On November 23, television and film actor Larry Hagman died at the age of 81 from complications arising from throat cancer. Hagman was best known for his turns as the laughable Air Force Captain Tony Nelson on I Dream of Jeanie (1965-1970) and as the villainous oil baron J.R. Ewing in the prime time soap opera Dallas (1978-1990). As J.R. lied, schemed, swindled and blackmailed his way through the show, audiences loved him for it, and Hagman became one of television’s biggest stars throughout the 1980s. Dallas became such a cultural touchstone, that it has been noted as having a noteworthy and corrosive effect on communist regimes in various Eastern Bloc countries.
The final episode of the 1979-1980 season of Dallas ended with the mysterious shooting of J.R., leaving viewers to wonder all summer long who shot the villain everybody loved to hate. After all, pretty much the entire cast was a suspect. “Who Shot J.R.” was a meme before we even knew what they were, dominating pop culture for months, and assuring Hagman a place in television history. It also kicked off the tradition of the season-ender cliffhanger we see so commonly on TV today.

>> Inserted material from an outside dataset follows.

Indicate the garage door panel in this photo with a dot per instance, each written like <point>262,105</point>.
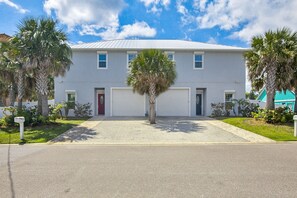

(True story: a friend of mine was in U.S. Army intelligence in the 1980s, and was tasked with monitoring radio traffic in East Germany. It turned out that the Bloc troops were watching bootleg tapes of Dallas and were just as fascinated by who shot J.R. as Western audiences were a few years before. My friend was sorely tempted to break radio silence and shout out who the culprit was, just to ruin it for them. That probably would have kicked off WWIII, however.)